Se dio cuenta de que todavía tenía la espada en la mano y volvió a envainarla tan rápido que casi se cortó la pierna. Sólo Whirrun quedó allí, entre ambos bandos, con una mano sobre la empuñadura de su espada y la otra en la vaina, pues todavía se encontraba dispuesto a desenvainarla y miraba su arma con una leve sonrisa en los labios.

—¿Sabes? Me siento tentado.

—En otra ocasión —gruñó Dow, quien, después, levantó un brazo—. ¡Bravo, Príncipe Calder! ¡Me siento honrado por tu visita! Estaba a punto de enviarte una invitación, pero te has adelantado. ¿Has venido para contarme qué ha sucedido hoy en el Puente Viejo?

Calder seguía portando la elegante capa que había llevado puesta la primera vez que Beck lo había visto en el campamento de Reachey, pero ahora llevaba cota de malla por debajo y el ceño fruncido en el semblante en vez de una sonrisa.

—Scale ha muerto.

—Eso he oído. ¿No te has dado cuenta? Estoy hecho un mar de lágrimas. Pero lo que te estoy preguntando es qué ha pasado en mi puente.

—Peleó con todas sus fuerzas. Nadie habría podido hacer más.

—Ha caído peleando. Bien por Scale. ¿Y tú qué? No tienes pinta de haber peleado demasiado.

—Estaba dispuesto a pelear —en ese momento, Calder extrajo un papel de su camisa y lo sostuvo entre dos dedos—. Entonces, me llegó esto. Una orden de Mitterick, un general de la Unión —Dow se la arrebató y la abrió, frunciendo el ceño al leerla—. Hay hombres de la Unión en los bosques occidentales, dispuestos a cruzar en cualquier momento. Ha sido una suerte que lo descubriera, ya que, si hubiera acudido a socorrer a Scale, nos habrían sorprendido por el flanco y con casi toda seguridad, ahora mismo, todos vosotros estaríais muertos, en vez de discutiendo estúpidamente si tengo agallas o no.

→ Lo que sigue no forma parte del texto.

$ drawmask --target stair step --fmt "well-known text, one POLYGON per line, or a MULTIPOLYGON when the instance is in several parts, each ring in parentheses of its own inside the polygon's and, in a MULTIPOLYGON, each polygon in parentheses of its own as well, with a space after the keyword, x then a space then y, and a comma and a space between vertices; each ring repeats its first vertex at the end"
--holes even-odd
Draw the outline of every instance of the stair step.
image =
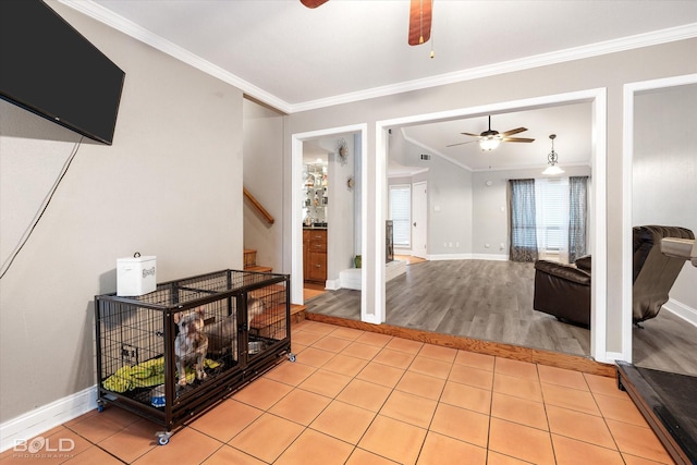
POLYGON ((244 249, 244 268, 253 267, 257 264, 257 250, 253 248, 244 249))
POLYGON ((273 268, 271 268, 271 267, 262 267, 262 266, 259 266, 259 265, 250 265, 250 266, 246 266, 245 265, 244 270, 245 271, 254 271, 254 272, 257 272, 257 273, 270 273, 273 270, 273 268))

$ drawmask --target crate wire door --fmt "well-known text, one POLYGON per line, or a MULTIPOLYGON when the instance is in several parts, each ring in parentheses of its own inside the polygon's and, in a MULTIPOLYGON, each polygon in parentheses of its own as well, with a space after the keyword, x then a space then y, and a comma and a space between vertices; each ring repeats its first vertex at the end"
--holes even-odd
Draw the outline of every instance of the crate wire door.
POLYGON ((223 270, 137 297, 99 295, 95 314, 100 408, 118 405, 168 431, 292 356, 286 274, 223 270), (175 316, 194 310, 208 340, 206 378, 187 369, 180 386, 175 316))

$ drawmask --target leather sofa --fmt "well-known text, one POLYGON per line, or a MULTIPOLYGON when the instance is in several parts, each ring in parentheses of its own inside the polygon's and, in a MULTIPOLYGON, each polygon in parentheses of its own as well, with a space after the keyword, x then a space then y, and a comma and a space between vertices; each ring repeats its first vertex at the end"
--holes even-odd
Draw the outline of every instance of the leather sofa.
MULTIPOLYGON (((663 237, 694 240, 693 232, 678 227, 633 228, 632 319, 635 323, 655 318, 683 269, 685 259, 661 253, 663 237)), ((591 258, 574 265, 547 260, 535 262, 533 307, 561 320, 590 325, 591 258)))

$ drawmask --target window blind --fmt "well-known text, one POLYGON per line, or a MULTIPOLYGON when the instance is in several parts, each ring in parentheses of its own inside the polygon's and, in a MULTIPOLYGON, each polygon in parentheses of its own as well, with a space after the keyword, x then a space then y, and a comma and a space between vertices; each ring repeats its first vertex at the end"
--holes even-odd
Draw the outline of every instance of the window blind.
POLYGON ((412 186, 390 186, 390 219, 393 222, 393 240, 398 247, 412 246, 412 186))

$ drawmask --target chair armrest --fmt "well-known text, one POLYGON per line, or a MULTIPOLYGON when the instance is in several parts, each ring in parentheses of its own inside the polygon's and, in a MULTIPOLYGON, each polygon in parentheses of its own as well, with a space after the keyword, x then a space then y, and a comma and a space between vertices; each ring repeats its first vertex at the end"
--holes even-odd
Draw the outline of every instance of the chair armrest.
POLYGON ((575 267, 553 261, 537 260, 535 262, 535 269, 575 284, 590 285, 590 273, 575 267))

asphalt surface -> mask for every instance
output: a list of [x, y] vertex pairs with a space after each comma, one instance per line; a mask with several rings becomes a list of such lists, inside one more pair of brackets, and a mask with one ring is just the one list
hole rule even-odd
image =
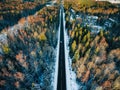
[[64, 23], [63, 23], [63, 5], [61, 9], [60, 24], [60, 47], [59, 47], [59, 67], [58, 67], [58, 83], [57, 90], [66, 90], [66, 72], [65, 72], [65, 47], [64, 47]]

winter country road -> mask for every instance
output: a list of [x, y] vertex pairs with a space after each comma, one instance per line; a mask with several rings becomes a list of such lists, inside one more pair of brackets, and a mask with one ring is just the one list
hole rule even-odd
[[59, 67], [57, 90], [66, 90], [66, 72], [65, 72], [65, 47], [64, 47], [64, 23], [63, 23], [63, 5], [60, 5], [60, 46], [59, 46]]

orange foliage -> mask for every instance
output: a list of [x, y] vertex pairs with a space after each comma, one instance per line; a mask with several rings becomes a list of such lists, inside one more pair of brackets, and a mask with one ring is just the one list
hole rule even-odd
[[24, 74], [22, 74], [21, 72], [17, 72], [17, 73], [14, 74], [14, 77], [15, 77], [16, 79], [20, 79], [21, 81], [23, 81], [23, 79], [24, 79]]

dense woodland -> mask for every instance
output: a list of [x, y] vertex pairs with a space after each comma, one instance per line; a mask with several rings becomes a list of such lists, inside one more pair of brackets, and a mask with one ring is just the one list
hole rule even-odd
[[17, 24], [19, 19], [35, 14], [48, 0], [0, 0], [0, 31]]
[[[83, 86], [80, 90], [119, 90], [120, 24], [109, 28], [109, 30], [100, 30], [99, 33], [94, 34], [91, 33], [88, 26], [82, 26], [78, 23], [77, 19], [70, 20], [70, 9], [75, 10], [76, 14], [89, 13], [99, 16], [100, 13], [103, 16], [109, 16], [111, 14], [116, 15], [116, 17], [119, 9], [111, 4], [105, 4], [106, 6], [104, 6], [103, 3], [106, 2], [99, 2], [100, 4], [95, 4], [96, 6], [81, 6], [79, 3], [71, 2], [71, 0], [66, 0], [64, 3], [66, 30], [68, 30], [70, 37], [69, 54], [72, 58], [72, 67], [76, 73], [76, 79], [79, 85]], [[89, 4], [88, 2], [86, 3]], [[75, 6], [76, 4], [79, 6]], [[102, 8], [105, 7], [107, 9], [103, 10]]]
[[57, 6], [44, 7], [22, 18], [21, 29], [2, 31], [7, 38], [0, 43], [0, 89], [53, 89], [58, 12]]

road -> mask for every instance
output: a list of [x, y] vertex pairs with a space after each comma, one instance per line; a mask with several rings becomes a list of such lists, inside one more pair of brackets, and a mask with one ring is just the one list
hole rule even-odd
[[66, 90], [66, 72], [65, 72], [65, 47], [64, 47], [64, 23], [63, 23], [63, 5], [60, 5], [60, 47], [59, 47], [59, 67], [57, 90]]

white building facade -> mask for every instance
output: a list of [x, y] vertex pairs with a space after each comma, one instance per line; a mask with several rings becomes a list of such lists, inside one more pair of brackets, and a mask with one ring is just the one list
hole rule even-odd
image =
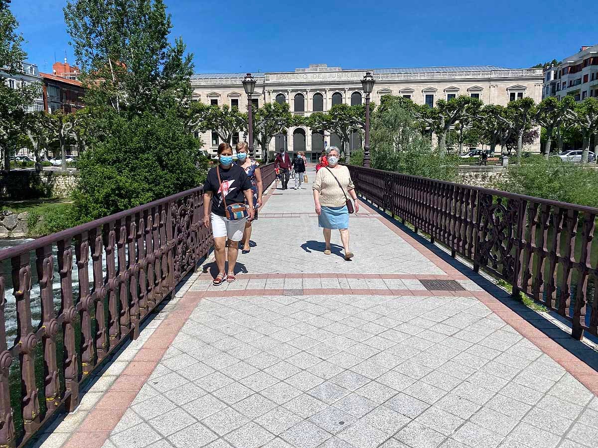
[[598, 97], [598, 45], [582, 47], [559, 66], [545, 70], [542, 97], [560, 100], [567, 95], [577, 102]]
[[[530, 97], [538, 102], [542, 99], [544, 75], [542, 69], [512, 69], [493, 66], [469, 67], [431, 67], [345, 70], [311, 65], [294, 72], [253, 73], [257, 84], [252, 96], [254, 106], [264, 102], [289, 103], [291, 112], [307, 116], [313, 112], [325, 112], [332, 106], [361, 104], [364, 101], [361, 79], [366, 71], [373, 72], [376, 82], [371, 100], [380, 104], [385, 95], [411, 99], [417, 104], [435, 105], [439, 99], [450, 99], [459, 95], [480, 99], [484, 104], [506, 106], [509, 101]], [[191, 79], [194, 99], [207, 104], [237, 106], [247, 108], [248, 99], [242, 81], [245, 73], [196, 75]], [[214, 133], [199, 134], [208, 151], [215, 157], [219, 141]], [[233, 137], [233, 143], [243, 140], [242, 134]], [[292, 127], [288, 134], [277, 136], [270, 142], [270, 154], [282, 147], [289, 152], [305, 151], [308, 159], [317, 160], [326, 146], [338, 146], [335, 134], [312, 132], [306, 127]], [[361, 136], [352, 136], [349, 151], [361, 148]], [[262, 157], [255, 145], [256, 157]], [[539, 142], [532, 151], [539, 151]]]
[[33, 83], [39, 84], [39, 95], [33, 99], [33, 103], [27, 109], [28, 112], [41, 112], [44, 109], [44, 97], [42, 92], [42, 77], [39, 70], [35, 64], [29, 62], [23, 63], [23, 70], [20, 73], [10, 75], [0, 68], [0, 76], [4, 78], [4, 82], [11, 88], [17, 89], [21, 87]]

—No creo que nadie esté discutiendo que tengas agallas, Calder —replicó Dow—. Pero te quedaste ahí sentado sin hacer nada, tras el muro, ¿no?

—Así es, y le pedí a Tenways que enviase ayuda.

Dow miró de soslayo y sus ojos resplandecieron bajo las llamas.

—¿Y bien?

Tenways se restregó la sangre que tenía bajo su nariz rota.

—Y bien ¿qué?

—¿Te pidió que enviases ayuda?

—Yo mismo hablé con Tenways —intervino uno de los hombres de Calder. Un anciano que tenía la cara atravesada por una cicatriz y el ojo de ese lado blanco como la leche—. Le dije que Scale necesitaba ayuda y que Calder no podía acudir debido a la presencia de sureños al otro lado del arroyo. Le expliqué toda la situación.